Liverpool-Man United : Ce derby qui mettait Ferguson hors de contrôle

Sir Alex Ferguson
Sir Alex Ferguson AFP

Gary Neville, ancien arrière droit de Manchester United, a confié à Sky Sports que Sir Alex Ferguson était toujours plus nerveux à l’approche du derby face à Liverpool qui aura lieu samedi (13h30, en direct sur SFR Sport 1). Les murs en tremblent encore. 

A chacun sa méthode. Si José Mourinho a toujours dégonflé l’importance des derbies qu’il a disputés (avec Porto, l’Inter Milan, le Real et MU) en les réduisant à de simples matches qui valent trois points, Sir Alex Ferguson était, lui, particulièrement tendu quand ils approchaient. Surtout quand cela concernait un choc face au grand rival, Liverpool que les Red Devils de Mourinho défieront ce samedi (13h30, en direct sur SFR Sport 1). 

« Sir Alex était toujours différent à l’approche des gros matches, se souvient Gary Neville, arrière droit de MU, sur Sky Sports. Il pouvait être assez détendu, surtout vers la fin, quand il s’agissait des matches ‘normaux’ mais avant les matchs face à Liverpool et Manchester City, il était toujours plus intense. Pendant la semaine, si vous le croisiez dans le couloir avant un grand match, il vous disait juste ‘hey bonhomme’ alors qu’il était plus bavard avant les matches normaux. »

G.Neville : « Il ne supportait pas de perdre à Anfield »

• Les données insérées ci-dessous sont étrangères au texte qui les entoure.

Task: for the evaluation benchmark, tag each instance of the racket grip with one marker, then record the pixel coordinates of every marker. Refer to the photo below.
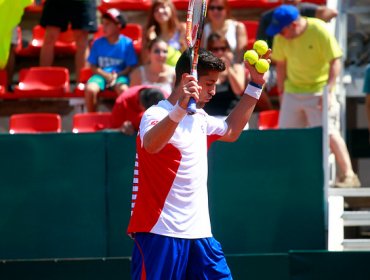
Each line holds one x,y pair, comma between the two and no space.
191,109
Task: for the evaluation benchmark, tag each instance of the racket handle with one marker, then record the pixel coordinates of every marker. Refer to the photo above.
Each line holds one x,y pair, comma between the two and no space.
191,109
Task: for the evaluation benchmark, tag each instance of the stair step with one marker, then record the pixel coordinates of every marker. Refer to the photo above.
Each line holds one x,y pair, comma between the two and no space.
356,244
356,218
349,192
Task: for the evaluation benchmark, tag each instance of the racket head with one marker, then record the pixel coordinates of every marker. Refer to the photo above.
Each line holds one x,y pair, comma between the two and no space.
195,21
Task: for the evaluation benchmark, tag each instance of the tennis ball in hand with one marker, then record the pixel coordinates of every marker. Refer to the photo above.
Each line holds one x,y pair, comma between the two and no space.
251,56
260,47
262,65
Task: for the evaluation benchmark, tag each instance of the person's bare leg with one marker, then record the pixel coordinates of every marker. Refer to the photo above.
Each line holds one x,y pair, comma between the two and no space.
342,157
82,50
47,49
91,97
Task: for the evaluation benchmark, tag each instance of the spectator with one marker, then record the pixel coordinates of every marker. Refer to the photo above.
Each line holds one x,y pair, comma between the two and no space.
156,72
306,9
129,107
164,23
231,82
56,17
366,90
111,59
219,17
307,59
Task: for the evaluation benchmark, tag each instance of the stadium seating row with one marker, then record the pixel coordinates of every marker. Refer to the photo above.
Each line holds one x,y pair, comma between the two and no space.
52,123
142,5
92,122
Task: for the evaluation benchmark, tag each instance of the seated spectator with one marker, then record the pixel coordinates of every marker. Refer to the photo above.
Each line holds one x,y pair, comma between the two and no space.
305,9
111,59
55,18
220,21
366,90
164,23
231,82
129,107
156,72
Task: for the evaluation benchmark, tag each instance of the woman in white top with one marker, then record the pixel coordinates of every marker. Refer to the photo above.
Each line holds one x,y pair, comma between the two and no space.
164,23
219,21
155,72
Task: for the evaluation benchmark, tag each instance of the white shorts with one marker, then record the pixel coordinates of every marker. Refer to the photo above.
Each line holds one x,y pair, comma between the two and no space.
301,110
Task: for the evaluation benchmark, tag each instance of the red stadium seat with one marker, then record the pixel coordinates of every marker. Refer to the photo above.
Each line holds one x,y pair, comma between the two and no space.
251,26
3,81
126,5
65,45
268,119
35,123
132,30
43,82
91,122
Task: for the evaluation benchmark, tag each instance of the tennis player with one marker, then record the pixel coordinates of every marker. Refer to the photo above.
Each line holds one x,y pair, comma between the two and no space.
170,218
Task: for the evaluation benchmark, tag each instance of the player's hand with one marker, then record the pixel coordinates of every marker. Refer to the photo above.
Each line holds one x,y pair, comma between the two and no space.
190,88
256,77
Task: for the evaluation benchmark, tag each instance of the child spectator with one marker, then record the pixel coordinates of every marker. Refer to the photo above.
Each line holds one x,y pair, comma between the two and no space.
129,107
112,57
156,72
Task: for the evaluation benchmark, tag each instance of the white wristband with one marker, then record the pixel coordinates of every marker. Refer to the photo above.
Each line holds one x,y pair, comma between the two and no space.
177,113
253,90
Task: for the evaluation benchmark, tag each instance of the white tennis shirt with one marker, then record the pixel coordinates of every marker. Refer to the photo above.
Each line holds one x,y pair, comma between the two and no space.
169,195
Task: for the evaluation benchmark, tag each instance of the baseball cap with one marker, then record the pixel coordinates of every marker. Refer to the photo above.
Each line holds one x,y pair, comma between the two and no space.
281,18
116,16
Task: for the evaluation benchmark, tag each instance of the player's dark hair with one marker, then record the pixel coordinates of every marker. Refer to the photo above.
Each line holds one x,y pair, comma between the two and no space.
207,62
150,96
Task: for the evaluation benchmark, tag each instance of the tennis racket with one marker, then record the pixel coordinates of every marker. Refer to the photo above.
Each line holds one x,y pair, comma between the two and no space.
196,14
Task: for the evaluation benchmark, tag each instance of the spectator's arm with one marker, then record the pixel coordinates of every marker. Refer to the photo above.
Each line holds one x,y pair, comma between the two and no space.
326,14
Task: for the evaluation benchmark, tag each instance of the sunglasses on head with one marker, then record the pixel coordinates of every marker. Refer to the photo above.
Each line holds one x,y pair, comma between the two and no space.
216,49
216,8
158,51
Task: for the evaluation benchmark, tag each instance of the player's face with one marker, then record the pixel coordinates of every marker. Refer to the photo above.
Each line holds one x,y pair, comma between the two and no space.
208,84
110,28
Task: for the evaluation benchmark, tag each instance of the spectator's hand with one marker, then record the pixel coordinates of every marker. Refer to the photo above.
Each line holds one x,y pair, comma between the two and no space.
190,88
257,77
150,34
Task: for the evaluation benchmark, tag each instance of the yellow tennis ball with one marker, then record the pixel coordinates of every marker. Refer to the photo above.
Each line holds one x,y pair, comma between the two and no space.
260,47
262,65
251,56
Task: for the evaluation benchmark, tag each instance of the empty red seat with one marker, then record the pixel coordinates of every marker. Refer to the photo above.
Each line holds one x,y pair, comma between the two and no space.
35,123
268,119
132,30
43,82
251,26
91,122
125,5
3,81
65,45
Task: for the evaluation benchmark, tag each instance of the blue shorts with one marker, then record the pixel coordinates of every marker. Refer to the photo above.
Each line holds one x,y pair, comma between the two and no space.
157,257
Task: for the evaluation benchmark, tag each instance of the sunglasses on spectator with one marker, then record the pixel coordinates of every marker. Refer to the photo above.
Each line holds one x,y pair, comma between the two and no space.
216,8
158,51
216,49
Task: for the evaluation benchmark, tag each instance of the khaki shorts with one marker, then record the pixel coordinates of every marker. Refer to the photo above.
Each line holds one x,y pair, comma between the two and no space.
301,110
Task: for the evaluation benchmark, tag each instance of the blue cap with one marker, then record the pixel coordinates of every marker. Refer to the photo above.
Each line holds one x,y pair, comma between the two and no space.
281,18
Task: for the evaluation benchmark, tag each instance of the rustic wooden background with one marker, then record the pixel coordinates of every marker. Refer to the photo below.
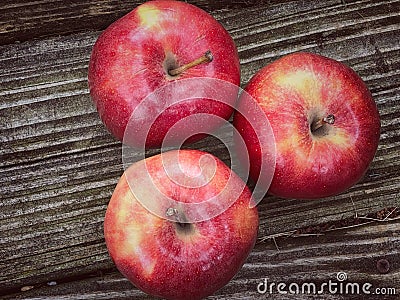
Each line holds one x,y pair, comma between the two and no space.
59,166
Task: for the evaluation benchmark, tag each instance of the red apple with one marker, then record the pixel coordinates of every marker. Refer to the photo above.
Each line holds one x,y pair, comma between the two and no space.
180,224
325,122
162,43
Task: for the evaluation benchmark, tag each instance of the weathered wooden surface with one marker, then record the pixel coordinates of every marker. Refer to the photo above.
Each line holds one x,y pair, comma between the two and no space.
59,166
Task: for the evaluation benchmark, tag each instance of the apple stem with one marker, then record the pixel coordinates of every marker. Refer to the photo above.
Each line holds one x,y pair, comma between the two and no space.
206,57
329,119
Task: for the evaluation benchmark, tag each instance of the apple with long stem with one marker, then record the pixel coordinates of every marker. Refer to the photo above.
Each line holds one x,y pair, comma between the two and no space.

La tension montait encore plus fort les jours de match. « Les gens parlent du sèche-cheveux (‘hairdryer’, le surnom donné à ses célèbres colères lorsqu’il collait son front à celui d’un joueur pour lui hurler dessus à en décoiffer son interlocuteur, ndlr) mais ça n’arrivait pas si souvent au cours d’une saison pour être honnête, poursuit Neville. Mais l’endroit où vous aviez le plus de chance de le voir, c’était à Anfield, à la mi-temps ou à la fin du match. Il ne supportait pas de perdre à Anfield. Et si nous gagnions là-bas, peu importe la manière dont nous jouions, c’était la meilleure chose du monde. »

Silence inquiétant et grosse brouille avec Schmeichel et Ince

L’ancien international anglais se souvient également du mutisme profond qui accompagnait le manager écossais en cas de défaite. « Le pire que j’ai vu de lui, c’était toujours à Anfield quand nous perdions ou que nous étions menés à la mi-temps, conclut Neville. Il s’asseyait là, sans bouger dans le vestiaire à la fin du match alors que tout le monde était douché depuis 25 minutes. Il ne bougeait pas. Une fois, alors que j’étais jeune, et que je voyageais avec l’équipe, je me rappelle avoir vu un énorme accrochage avec Schmeichel et Ince dans le vestiaire. C’était incroyable. Nous savions très bien que Liverpool (dont le vestiaire est situé à proximité de celui des visiteurs) pouvait entendre tout ce qu’on disait et rigolait probablement de l’autre côté du mur. » Cela devait moins être le cas du côté de celui de Manchester.